Tudo a concluir, como acertadamente se concluiu na decisão recorrida, que, ainda que se admita estarem os Recorrentes e os utentes e visitantes da Praia Formosa e sua “promenade” prejudicados com a perda de alguns minutos ou horas de sol, mar, passeio e actividades físicas, na procura de lugar de estacionamento das respectivas viaturas, na deslocação em transportes públicos ou a pé, bem como com a maior distância que eventualmente terão que percorrer desde o local de paragem da viatura ou do transporte público até à praia, entendemos que não ocorre afectação da qualidade de vida ou do bem-estar.
3.2. – Os Recorrentes estribaram, ainda, a respectiva pretensão de desobstrução da entrada e saída do parque de estacionamento em causa e de intimação da requerida a abster-se da prática de actos que impeçam ou dificultem o acesso e utilização de tal parque de estacionamento à população da Madeira e aos turistas, no “carácter dominial” do terreno onde foi construído o parque de estacionamento (artigos 44º a 50º do requerimento inicial).
Contudo, bem andou a Sra. Juiz em considerar improcedente tal argumentação, desde logo por ter ficado demonstrado que o terreno onde está implantado o parque de estacionamento em causa é propriedade da Recorrida (pontos n.ºs 2., 27. a 43. e 50. a 53. Dos factos provados), a qual beneficia, aliás, da presunção derivada do registo (art.º 7º do Cód.

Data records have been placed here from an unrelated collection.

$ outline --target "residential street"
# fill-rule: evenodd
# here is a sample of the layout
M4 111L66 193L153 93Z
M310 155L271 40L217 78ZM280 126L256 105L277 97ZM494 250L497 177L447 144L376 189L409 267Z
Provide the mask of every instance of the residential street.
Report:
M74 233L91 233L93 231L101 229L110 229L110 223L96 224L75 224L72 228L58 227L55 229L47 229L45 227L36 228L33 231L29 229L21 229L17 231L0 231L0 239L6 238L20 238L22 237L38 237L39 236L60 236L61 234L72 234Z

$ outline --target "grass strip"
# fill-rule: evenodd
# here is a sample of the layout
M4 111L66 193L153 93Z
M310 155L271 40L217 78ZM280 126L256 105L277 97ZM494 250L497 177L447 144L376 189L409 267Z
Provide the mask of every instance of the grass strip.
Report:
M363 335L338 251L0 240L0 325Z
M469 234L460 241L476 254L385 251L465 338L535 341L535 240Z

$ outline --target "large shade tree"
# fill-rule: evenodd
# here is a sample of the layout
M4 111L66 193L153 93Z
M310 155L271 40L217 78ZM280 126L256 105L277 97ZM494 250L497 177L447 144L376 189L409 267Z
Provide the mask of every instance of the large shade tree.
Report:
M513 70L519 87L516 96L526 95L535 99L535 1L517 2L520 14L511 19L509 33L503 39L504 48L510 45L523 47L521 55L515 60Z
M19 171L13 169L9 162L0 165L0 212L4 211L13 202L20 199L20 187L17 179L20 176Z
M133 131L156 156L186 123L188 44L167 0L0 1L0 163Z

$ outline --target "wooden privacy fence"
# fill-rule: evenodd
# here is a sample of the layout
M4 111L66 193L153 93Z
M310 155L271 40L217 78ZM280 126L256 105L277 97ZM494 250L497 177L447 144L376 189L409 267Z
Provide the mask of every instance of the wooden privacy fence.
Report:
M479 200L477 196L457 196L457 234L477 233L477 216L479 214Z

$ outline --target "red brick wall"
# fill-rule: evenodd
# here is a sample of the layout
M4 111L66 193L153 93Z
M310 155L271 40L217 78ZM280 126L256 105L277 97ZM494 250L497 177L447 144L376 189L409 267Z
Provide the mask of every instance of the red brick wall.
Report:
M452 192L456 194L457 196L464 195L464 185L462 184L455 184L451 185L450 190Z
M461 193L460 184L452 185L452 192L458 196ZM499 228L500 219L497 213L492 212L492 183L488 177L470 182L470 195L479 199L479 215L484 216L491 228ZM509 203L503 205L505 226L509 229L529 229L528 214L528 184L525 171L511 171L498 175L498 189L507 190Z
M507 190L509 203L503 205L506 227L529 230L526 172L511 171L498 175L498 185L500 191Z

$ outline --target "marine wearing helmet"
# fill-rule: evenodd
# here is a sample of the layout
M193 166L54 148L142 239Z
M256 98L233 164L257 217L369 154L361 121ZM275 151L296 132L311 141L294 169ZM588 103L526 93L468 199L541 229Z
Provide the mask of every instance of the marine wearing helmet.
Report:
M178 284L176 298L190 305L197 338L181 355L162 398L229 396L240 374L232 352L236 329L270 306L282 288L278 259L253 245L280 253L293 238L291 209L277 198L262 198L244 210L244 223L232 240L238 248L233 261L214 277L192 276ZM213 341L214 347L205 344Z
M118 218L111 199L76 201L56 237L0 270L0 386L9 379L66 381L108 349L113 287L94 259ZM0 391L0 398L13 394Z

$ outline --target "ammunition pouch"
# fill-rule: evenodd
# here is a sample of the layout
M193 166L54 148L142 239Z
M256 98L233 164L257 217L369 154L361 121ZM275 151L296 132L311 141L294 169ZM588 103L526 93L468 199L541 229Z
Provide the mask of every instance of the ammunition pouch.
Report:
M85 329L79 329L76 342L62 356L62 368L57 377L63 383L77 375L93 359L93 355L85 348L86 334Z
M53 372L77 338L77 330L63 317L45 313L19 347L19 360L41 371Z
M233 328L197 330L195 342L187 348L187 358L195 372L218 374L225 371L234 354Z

Registo Civil), presunção que não foi ilidida pelos Recorrentes.
3.3. – E também, decidiu acertadamente ao indeferir a pretensão dos Recorrentes de, em defesa do domínio público autárquico, perante a alegada inércia do município do Funchal, invocarem a aquisição, por usucapião, da parcela de terreno onde se encontra implantado o parque de estacionamento, assim como, e subsidiariamente, a aquisição da mesma parcela por acessão industrial imobiliária.
A pretensão de usucapião está naturalmente votada ao insucesso, por não terem logrado provar uma actuação do município do Funchal, através da população em geral, correspondente ao exercício do direito de propriedade (art.º 1251º do CC.
Para posse susceptível de conduzir à usucapião é necessário que, por um lado, se verifiquem actos materiais que permitam concluir por uma actuação de facto sobre o objecto em questão (corpus) e, por outro, que o agente actue com uma intenção idêntica à de um titular do direito real em causa (animus).
A comprovada utilização da parcela de terreno em causa pela população do Funchal, ao longo de cerca de 30 anos, não faz dos munícipes que utilizam esse prédio verdadeiros possuidores do mesmo, considerados quer isoladamente, quer colectivamente, já que não se provou que o tenham utilizado como titulares de qualquer direito real sobre ele.
Do elenco de factos provados apenas se retira que foram meros utilizadores (ou possuidores precários), qualidade em que fruíram das vantagens e utilidades colectivas (no sentido de satisfação de interesses colectivos ou comunitários) por ele proporcionadas.
Não se configura, assim, uma situação de posse que pudesse conduzir à usucapião da parcela de terreno aonde está implantado o parque de estacionamento em causa e, em consequência, não pode afirmar-se uma aquisição, pelo Município do Funchal, do direito de propriedade sobre tal terreno por usucapião e, por conseguinte, pela probabilidade séria da existência ou possibilidade de emergência de um direito sobre tal terreno, que legitime a respectiva utilização pública e que preencha o primeiro dos mencionados requisitos para a procedência do procedimento cautelar."